Heaving a ragged sigh, Rachel closed her book with a snap and tossed her pencil on the table. It hit the surface so hard the point broke, which brought a fresh sigh.

When she glanced at her, Sophie shrugged. What could she do? If Wendy had tracked them down, there was no way to escape. It wasn’t as if they could evade discovery. The only exit was the door which, even now, was getting a new wave of tapping. That or the window, and Sophie didn’t wish to avoid their guest so vehemently that jumping from the window was on her list of options.

“Girls, let me in, please.”

At the sound of the familiar voice, Rachel hurried to the door and pulled it wide. “Mother—we didn’t realize it was you.”

“I should hope not. I stood out in the hallway for so long my feet nearly took root in the floorboards. And carrying this heavy load, besides.” An impeccably starched dress and upswept hair showed they weren’t the only early risers in the household. Her arms were so full her nose was barely visible above her load. Layers of crimson fabric fluttered behind her as she swept into the room, kicked the door closed with her foot and placed her burden on Sophie’s bed. “There!”

Sophie set aside her needle.
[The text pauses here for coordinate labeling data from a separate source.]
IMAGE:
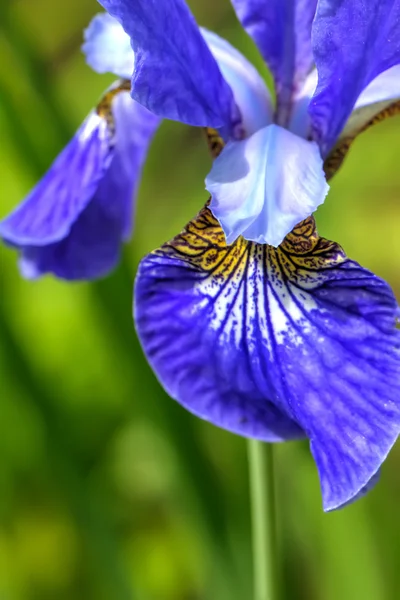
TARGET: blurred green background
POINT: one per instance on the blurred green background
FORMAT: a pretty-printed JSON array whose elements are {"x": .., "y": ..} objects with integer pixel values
[{"x": 108, "y": 489}]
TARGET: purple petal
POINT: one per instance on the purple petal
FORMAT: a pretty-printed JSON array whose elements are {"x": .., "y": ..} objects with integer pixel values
[
  {"x": 175, "y": 76},
  {"x": 251, "y": 95},
  {"x": 264, "y": 185},
  {"x": 107, "y": 47},
  {"x": 52, "y": 207},
  {"x": 255, "y": 340},
  {"x": 353, "y": 42},
  {"x": 88, "y": 244},
  {"x": 282, "y": 31},
  {"x": 381, "y": 93}
]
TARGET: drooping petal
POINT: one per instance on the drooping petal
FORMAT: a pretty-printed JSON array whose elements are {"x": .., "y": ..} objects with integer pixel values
[
  {"x": 264, "y": 185},
  {"x": 282, "y": 31},
  {"x": 273, "y": 343},
  {"x": 65, "y": 190},
  {"x": 74, "y": 221},
  {"x": 353, "y": 42},
  {"x": 175, "y": 76},
  {"x": 107, "y": 47},
  {"x": 251, "y": 95},
  {"x": 379, "y": 96}
]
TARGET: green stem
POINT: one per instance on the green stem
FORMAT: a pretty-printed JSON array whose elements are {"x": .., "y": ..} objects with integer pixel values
[{"x": 263, "y": 520}]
She went to the bed, staring down at the vivid hue splashed across her white counterpane. Reaching for the fabric, she asked, “What is this?”
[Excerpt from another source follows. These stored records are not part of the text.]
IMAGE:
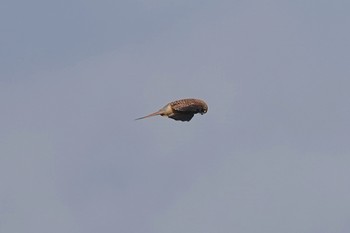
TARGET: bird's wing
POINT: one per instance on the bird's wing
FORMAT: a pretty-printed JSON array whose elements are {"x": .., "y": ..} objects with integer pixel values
[
  {"x": 179, "y": 116},
  {"x": 187, "y": 105}
]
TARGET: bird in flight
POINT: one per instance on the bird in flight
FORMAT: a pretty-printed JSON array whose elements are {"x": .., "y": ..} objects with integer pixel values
[{"x": 181, "y": 110}]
Their mother gave a soft laugh. “I’m not sure, exactly. It was one of my old ball gowns—my favorite one, actually. Oh, I may as well confess—” She swept a slow fingertip across one of the crimson folds and said, “This is the gown I wore the night your father and I met. It has been tucked away all these years, in fabric and a sturdy box in order to preserve it. Truthfully, I have not given the gown much thought in a long, long time. Then, I recalled its existence yesterday afternoon. It is, I know, horribly out of fashion, but I believe it can be made over into a beautiful gown. Something more modern…something with a bit of Valentine’s Day spirit.”

Rachel lifted the gown at the shoulders and held it against herself. The design was terribly out of date, but the bones of the gown hinted at its potential. The neckline was higher than women now wore, but it could be lowered and squared off. Perhaps a bit of cording would dress up the puffed sleeves. The skirt, voluminously paneled, was so full there was fabric enough to make an extra gown from the excess—that is, if one was daring enough to dismantle a dress with so much significance attached to it.
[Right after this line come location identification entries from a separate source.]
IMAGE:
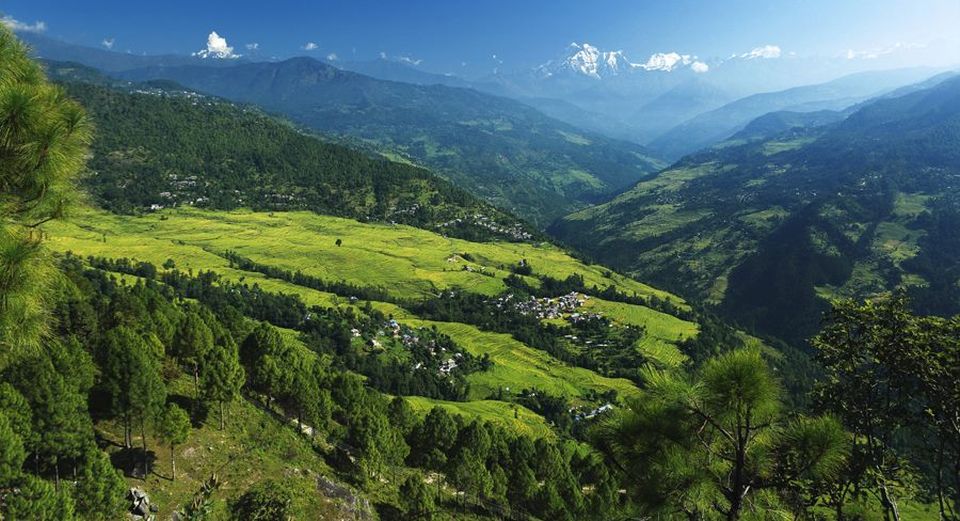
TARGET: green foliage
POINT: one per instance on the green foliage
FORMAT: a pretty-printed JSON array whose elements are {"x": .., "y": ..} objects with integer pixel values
[
  {"x": 263, "y": 353},
  {"x": 100, "y": 493},
  {"x": 891, "y": 377},
  {"x": 266, "y": 501},
  {"x": 719, "y": 444},
  {"x": 36, "y": 499},
  {"x": 131, "y": 378},
  {"x": 173, "y": 428},
  {"x": 11, "y": 452},
  {"x": 500, "y": 149},
  {"x": 150, "y": 148},
  {"x": 43, "y": 146},
  {"x": 767, "y": 229},
  {"x": 222, "y": 376},
  {"x": 416, "y": 498}
]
“It is beautiful,” Rachel said admiringly. She looked from the gown, to their mother, and then met Sophie’s stare. “It matches Sophie’s coloring perfectly, doesn’t it? She wears vibrant colors so well, and the crimson would make her look like a dream. Don’t you agree, Mother?”

Their mother placed an arm around Sophie’s shoulders and gave her a small squeeze. Smiling, she said, “That is exactly what I had in mind, Rachel. You have no need for a new dress for the upcoming dance. You have the blue dress you made over from one of Sophie’s old gowns. It will look fabulous on you, my dear. But Sophie…”

Still holding the gown up in front of her, Rachel said, “Sophie has no new gown, and she simply cannot wear that green gown one more time. This one, with a few alterations, will make her the talk of the Town. Won’t it, Mother?”

Another squeeze. “It certainly will. Sophie will turn heads in a crimson gown. I know it is hardly ever done now, for unmarried women to wear such bold colors, but I have talked it over with your father and he agrees. If it was acceptable for me to wear a red dress without causing a scandal, it will be fine for Sophie to do the same.”